Now the story of Josephson’s club has itself come to the stage in “Café Society Swing,” a show about the legendary Greenwich Village eatery written by British songwriter Alex Webb.

Directed by Simon Green, “Café Society Swing” features three singers (Charenee Wade, Allan Harris and Cyrille Aimée) and stars Evan Pappas in multiple roles. In the first act, Pappas plays a journalist who is spreading malicious rumors about the club; in the second, he plays a club bartender who gives a more sympathetic, behind-the-scenes perspective. An eight-piece jazz band furnishes the music.

Josephson, who died in 1988, started out as a shoe salesman in New Jersey. After a visit to the Cotton Club in Harlem, where he noticed that Duke Ellington needed to enter through the kitchen, he determined in the late 1930s to create a downtown club where blacks and whites could appear together both on stage and in the audience.

In an interview, Webb told The Jewish Week that Josephson was an “unsung hero” of the music business. Because many nightclubs were controlled by the Mafia, Webb said, Josephson took considerable risks in blazing his own path. But Café Society lasted only a decade; at a time when the Communist Party was well-known for fighting for rights for African Americans, the club’s prominence made it a target when Josephson’s brother, Leon, was called before the House Un-American Activities Committee in 1947.
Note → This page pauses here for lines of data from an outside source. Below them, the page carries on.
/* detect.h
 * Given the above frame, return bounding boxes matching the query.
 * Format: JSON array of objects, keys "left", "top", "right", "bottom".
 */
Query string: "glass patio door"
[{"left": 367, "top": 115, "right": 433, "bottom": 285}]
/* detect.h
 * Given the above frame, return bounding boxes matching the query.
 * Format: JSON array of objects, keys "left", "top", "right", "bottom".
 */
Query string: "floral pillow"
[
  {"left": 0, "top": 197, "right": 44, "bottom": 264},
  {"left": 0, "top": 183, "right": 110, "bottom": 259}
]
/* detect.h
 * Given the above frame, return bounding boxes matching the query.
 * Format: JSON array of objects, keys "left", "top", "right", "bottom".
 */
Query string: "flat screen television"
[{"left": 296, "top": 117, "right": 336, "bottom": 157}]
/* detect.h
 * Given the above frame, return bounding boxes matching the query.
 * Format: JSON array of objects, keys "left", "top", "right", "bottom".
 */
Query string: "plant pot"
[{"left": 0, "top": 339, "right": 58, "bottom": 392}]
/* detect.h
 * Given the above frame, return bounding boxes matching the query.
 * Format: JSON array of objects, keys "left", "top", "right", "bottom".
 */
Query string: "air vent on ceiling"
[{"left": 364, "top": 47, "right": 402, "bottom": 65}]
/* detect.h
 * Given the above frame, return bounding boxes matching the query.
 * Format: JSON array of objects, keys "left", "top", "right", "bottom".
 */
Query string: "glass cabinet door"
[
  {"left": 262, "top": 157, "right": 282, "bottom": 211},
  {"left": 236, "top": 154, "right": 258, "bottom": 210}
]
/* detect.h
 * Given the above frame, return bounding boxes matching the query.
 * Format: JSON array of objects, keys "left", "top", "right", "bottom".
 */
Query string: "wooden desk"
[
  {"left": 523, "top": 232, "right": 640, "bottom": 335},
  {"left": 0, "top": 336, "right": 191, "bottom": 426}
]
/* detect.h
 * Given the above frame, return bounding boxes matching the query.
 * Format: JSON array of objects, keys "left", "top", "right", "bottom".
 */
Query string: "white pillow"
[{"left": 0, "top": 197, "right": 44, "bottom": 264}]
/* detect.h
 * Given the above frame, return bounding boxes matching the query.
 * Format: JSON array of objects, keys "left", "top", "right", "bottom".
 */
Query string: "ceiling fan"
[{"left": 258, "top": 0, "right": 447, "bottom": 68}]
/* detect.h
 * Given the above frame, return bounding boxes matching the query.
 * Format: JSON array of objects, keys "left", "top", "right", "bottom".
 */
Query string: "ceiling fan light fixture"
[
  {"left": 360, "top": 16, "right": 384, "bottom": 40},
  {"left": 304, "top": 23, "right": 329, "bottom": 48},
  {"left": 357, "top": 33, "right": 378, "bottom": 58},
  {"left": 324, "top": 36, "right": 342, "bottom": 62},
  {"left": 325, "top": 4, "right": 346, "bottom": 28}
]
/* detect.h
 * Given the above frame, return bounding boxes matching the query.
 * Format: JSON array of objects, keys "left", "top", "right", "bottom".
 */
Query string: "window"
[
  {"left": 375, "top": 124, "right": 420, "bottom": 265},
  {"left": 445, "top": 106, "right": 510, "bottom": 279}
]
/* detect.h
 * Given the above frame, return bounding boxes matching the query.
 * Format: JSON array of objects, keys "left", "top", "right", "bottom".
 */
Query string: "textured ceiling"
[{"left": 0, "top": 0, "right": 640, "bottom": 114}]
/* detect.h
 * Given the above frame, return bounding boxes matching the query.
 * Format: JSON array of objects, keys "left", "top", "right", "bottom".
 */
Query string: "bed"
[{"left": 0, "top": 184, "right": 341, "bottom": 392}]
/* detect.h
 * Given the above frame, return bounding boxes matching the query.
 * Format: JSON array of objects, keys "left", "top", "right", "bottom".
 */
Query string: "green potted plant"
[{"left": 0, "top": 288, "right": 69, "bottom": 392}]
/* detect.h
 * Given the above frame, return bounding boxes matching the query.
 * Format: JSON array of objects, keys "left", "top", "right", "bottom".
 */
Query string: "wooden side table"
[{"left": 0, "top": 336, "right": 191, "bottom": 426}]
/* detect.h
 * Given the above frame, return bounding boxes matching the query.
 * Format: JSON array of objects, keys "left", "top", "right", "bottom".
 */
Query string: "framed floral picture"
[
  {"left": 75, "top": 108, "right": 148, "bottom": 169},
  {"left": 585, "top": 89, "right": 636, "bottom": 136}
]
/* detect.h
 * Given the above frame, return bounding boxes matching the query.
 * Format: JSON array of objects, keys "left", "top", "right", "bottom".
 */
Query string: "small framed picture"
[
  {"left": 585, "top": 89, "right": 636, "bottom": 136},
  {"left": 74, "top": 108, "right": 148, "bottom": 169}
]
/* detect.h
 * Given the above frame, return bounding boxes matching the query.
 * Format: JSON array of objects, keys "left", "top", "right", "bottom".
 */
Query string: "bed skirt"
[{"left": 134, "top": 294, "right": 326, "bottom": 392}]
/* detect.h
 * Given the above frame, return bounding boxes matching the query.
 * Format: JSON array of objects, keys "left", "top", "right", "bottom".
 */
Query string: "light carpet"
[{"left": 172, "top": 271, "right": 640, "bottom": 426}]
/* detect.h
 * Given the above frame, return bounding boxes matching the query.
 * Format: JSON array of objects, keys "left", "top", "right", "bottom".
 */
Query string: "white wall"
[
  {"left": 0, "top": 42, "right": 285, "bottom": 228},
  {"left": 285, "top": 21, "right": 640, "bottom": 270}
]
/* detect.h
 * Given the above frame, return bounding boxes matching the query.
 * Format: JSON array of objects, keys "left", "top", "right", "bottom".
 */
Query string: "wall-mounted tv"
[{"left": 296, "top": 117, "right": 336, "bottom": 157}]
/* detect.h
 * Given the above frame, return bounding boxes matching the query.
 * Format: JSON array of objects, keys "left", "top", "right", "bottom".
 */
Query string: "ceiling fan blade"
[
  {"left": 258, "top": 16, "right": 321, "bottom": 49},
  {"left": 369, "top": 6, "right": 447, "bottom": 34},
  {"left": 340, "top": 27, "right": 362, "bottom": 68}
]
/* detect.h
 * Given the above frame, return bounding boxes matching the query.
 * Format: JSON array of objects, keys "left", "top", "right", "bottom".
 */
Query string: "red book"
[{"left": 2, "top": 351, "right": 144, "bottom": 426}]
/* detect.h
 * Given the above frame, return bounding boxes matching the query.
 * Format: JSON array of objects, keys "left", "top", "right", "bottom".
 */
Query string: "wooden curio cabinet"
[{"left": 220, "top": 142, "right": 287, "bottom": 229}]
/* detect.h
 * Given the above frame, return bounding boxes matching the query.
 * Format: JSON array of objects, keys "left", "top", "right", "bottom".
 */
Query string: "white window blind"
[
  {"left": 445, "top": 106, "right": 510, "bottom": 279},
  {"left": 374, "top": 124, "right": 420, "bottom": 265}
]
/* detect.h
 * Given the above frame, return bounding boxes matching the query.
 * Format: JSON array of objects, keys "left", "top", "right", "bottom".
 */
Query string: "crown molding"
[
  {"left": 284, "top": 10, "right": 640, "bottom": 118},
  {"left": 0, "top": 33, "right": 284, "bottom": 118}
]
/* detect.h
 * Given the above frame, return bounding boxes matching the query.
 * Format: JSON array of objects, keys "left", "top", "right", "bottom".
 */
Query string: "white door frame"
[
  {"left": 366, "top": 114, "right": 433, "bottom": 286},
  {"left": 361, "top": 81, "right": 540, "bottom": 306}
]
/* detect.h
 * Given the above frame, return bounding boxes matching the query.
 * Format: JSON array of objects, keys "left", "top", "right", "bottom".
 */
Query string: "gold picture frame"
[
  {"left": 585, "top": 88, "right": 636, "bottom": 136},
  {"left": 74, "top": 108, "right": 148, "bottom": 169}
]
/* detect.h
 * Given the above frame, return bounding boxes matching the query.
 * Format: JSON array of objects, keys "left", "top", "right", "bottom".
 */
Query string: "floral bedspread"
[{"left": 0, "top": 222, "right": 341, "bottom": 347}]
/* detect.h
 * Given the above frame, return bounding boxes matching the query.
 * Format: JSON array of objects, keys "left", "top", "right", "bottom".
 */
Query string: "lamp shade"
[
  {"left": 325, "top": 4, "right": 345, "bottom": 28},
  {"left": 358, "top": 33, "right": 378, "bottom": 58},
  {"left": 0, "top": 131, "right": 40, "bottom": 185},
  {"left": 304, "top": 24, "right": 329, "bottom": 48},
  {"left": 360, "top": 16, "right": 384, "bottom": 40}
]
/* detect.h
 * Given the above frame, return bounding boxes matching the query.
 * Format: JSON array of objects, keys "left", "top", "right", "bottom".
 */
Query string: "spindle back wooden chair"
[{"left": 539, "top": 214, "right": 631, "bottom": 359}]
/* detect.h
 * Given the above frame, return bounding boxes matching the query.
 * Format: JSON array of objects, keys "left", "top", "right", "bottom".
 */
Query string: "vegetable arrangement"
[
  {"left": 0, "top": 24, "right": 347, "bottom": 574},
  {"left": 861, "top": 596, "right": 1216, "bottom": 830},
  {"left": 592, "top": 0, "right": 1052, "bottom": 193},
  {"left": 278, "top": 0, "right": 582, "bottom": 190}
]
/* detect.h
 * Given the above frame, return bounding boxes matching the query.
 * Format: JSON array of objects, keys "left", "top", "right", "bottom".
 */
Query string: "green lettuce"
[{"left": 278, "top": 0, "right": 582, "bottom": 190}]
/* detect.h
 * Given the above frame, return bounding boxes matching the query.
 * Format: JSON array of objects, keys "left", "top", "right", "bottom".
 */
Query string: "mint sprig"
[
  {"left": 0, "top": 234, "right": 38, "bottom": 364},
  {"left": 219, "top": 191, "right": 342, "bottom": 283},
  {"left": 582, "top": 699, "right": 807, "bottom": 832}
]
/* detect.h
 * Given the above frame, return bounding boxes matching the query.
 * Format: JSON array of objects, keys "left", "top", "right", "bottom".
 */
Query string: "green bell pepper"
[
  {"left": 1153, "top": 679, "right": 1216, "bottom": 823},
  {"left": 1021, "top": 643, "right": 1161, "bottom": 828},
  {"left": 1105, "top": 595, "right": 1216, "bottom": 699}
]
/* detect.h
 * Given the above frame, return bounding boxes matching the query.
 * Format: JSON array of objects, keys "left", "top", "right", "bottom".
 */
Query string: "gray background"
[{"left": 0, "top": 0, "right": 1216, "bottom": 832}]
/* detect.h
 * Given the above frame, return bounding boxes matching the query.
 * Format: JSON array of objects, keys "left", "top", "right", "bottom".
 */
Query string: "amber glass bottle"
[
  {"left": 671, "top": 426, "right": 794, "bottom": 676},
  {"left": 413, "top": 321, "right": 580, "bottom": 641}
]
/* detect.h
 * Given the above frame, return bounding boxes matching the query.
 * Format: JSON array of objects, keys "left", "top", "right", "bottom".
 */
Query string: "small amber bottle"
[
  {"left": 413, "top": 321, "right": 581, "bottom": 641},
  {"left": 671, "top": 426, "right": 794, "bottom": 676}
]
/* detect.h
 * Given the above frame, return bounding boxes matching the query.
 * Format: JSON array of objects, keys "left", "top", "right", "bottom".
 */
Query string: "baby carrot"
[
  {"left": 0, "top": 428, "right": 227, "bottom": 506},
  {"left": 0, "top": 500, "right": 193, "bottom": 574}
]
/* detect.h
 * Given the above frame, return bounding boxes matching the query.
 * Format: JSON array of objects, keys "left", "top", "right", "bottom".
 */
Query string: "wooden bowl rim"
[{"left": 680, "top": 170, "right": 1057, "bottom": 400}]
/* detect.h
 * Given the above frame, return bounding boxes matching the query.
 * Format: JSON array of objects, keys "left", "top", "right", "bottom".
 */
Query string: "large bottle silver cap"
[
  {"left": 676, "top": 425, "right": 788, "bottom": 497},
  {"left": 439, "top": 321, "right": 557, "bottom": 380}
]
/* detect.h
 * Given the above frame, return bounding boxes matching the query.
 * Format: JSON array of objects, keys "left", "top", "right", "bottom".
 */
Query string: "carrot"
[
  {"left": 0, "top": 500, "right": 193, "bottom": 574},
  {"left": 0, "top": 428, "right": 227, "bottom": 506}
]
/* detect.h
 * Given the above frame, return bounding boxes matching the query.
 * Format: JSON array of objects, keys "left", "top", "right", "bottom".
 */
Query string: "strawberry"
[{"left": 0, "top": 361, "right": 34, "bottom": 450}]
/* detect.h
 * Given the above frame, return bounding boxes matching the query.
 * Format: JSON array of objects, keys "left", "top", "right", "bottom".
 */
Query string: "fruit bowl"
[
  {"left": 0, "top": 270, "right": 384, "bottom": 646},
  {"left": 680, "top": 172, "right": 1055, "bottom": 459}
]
“Café Society Swing” concludes with a rendition of “Strange Fruit,” the anti-lynching song made famous by Holiday. Green stages it just as Josephson did, on a mostly dark stage with just a pencil-spotlight on Wade’s face, and with no encore permitted. Ending the show on such a somber note, Webb said, is “not just to leave a sting in the show’s tail. It’s to get people thinking about the power of the ideals that Josephson had,” in aspiring to banish racism from American society.

“Café Society Swing” runs through this Sunday, Jan. 4 at 59E59 Theaters, 59 E. 59th St. Performances are Tuesday-Thursday at 7 p.m, Friday at 8 p.m., Saturday at 2 p.m.. and 8 p.m., and Sunday at 3 p.m. and 7 p.m. For tickets, $70, visit ticketcentral.com.